Il fit quelques pas chancelants dans la pièce. Lorsqu’il arriva vers son centre, quelques éclats disparates attirèrent son regard. Sur le sol étaient éparpillées des perles rose pâle, blanches et une bleu céruléen. Il les reconnut et les larmes lui vinrent aux yeux. Le collier préféré de sa mère, défait lui aussi. Brusquement, la fatigue accumulée ces derniers jours combinée avec ces puissantes émotions le privèrent de ses forces. Il tomba à genoux. Il lui semblait que le monde avait cessé de tourner. Plus rien ne bougeait, sinon un grand tourbillon confus dans son âme. La tête baissée, il laissait des sanglots le secouer. La douleur indescriptible qui lui broyait le cœur s’en allait peu à peu au rythme de ses larmes. Il demeura ainsi, esseulé et en proie à une tourmente intérieure, jusqu’à ce que le poids dans sa poitrine s’allège. Alors une main lui releva la tête avec douceur, tandis qu’une autre séchait ses larmes. Surpris, il regarda Vey qui s’était matérialisée à côté de lui et la laissa faire. Il avait besoin que quelqu’un prenne soin de lui, cela faisait des années qu’il attendait qu’on lui témoigne ne serait-ce qu’un minimum de tendresse. Elle le regardait d’un air amical et compréhensif. Elle prit la parole d’une voix douce :

« La tristesse n’est pas forcément négative, si elle est suivie de l’action.

- Que veux-tu dire ?

- Vous avez besoin de ces larmes pour y puiser la détermination de faire ce qui est juste. Cependant, ne perdez pas votre temps en regrets, maître. Agissez, et lorsque tout sera résolu vous pourrez faire votre deuil.
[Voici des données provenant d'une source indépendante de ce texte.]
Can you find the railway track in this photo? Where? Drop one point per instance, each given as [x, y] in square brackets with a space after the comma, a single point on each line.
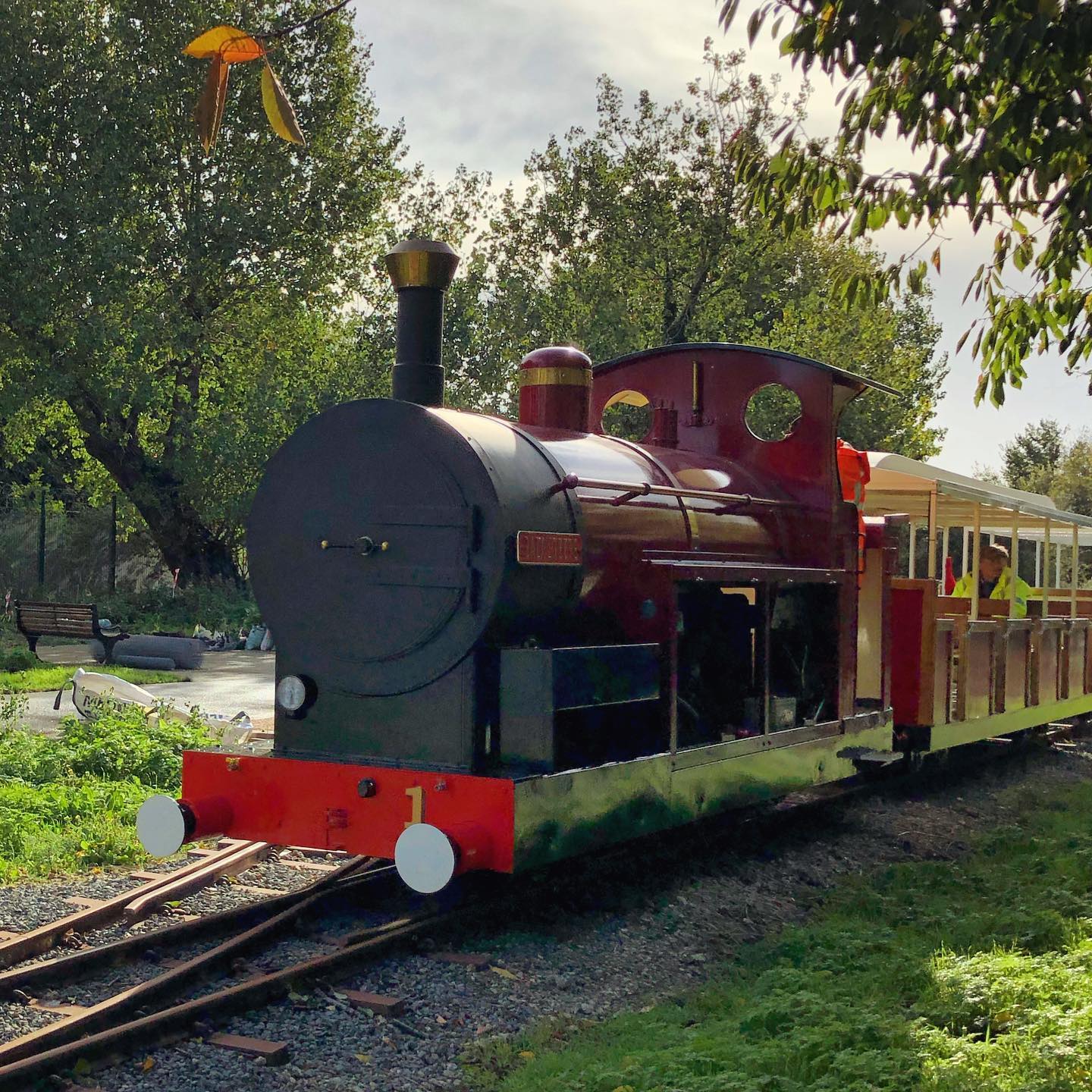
[163, 1008]
[153, 1009]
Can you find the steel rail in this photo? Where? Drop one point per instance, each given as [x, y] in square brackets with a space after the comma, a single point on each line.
[99, 1015]
[15, 1076]
[237, 856]
[66, 969]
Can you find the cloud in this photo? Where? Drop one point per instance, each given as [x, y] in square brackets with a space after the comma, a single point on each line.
[485, 82]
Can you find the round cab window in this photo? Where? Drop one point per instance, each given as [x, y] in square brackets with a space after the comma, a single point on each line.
[627, 416]
[772, 413]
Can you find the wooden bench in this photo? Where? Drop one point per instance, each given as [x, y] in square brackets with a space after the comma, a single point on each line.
[77, 620]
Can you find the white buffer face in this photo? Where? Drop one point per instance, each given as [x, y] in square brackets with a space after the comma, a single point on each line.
[161, 826]
[425, 858]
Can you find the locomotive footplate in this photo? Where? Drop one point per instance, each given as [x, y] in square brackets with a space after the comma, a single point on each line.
[360, 809]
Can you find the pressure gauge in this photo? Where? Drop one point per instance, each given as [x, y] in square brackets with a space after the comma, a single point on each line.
[292, 694]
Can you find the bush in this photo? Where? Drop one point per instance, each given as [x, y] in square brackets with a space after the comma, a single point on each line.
[215, 605]
[17, 660]
[70, 802]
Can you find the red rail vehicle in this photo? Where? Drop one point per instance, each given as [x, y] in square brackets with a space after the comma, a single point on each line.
[504, 642]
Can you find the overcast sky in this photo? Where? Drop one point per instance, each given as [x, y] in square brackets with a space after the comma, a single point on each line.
[484, 82]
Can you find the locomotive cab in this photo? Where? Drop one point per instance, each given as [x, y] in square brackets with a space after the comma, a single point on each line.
[533, 637]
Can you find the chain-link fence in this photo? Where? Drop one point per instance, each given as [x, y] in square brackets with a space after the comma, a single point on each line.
[71, 554]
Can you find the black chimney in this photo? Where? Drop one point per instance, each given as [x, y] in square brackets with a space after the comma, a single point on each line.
[421, 271]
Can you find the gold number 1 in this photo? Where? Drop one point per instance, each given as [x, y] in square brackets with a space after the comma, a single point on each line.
[417, 809]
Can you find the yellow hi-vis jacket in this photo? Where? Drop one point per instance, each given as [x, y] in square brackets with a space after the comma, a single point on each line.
[965, 583]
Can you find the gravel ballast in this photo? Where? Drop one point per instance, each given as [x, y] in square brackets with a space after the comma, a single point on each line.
[596, 937]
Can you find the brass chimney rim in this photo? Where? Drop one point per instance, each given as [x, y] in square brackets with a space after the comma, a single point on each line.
[422, 263]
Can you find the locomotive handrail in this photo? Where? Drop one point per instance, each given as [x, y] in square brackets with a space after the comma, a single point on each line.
[632, 489]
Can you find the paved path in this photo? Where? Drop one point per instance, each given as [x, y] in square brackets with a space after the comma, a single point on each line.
[225, 682]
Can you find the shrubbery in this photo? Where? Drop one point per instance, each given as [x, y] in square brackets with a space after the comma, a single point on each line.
[216, 606]
[70, 802]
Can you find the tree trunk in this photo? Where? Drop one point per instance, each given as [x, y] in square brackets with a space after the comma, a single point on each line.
[187, 544]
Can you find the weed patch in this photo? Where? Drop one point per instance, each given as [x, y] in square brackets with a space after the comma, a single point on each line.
[70, 803]
[56, 676]
[923, 977]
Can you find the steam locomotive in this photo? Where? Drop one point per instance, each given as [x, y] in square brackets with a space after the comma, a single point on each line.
[505, 642]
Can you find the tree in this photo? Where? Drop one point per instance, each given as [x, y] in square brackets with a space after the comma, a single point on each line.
[637, 235]
[1041, 460]
[1072, 483]
[146, 288]
[1032, 458]
[996, 97]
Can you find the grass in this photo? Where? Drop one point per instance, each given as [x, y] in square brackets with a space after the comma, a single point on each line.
[56, 676]
[69, 804]
[923, 977]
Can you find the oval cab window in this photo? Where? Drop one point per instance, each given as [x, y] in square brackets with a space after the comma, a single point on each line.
[772, 412]
[627, 416]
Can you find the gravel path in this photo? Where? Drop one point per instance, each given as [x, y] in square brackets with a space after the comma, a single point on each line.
[598, 937]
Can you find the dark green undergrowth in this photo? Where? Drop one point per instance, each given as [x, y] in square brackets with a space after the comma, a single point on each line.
[922, 977]
[69, 803]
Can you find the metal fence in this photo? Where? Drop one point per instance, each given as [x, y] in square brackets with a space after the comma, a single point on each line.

- Je ne sais pas si j’y parviendrai.

- Je suis là pour vous aider.

- Par où commencer ?

- Que croyez-vous que sera l’action la plus bénéfique ?

- Je dois retourner là-bas, et libérer Sakura et Sei.

- C’est une bonne décision. Mais prenez du repos avant toute chose, sans quoi il vous sera difficile de réussir.

- Tu as raison. »

Encore désorienté, il se releva et elle fit de même. Elle s’inclina et disparut dans l’épée.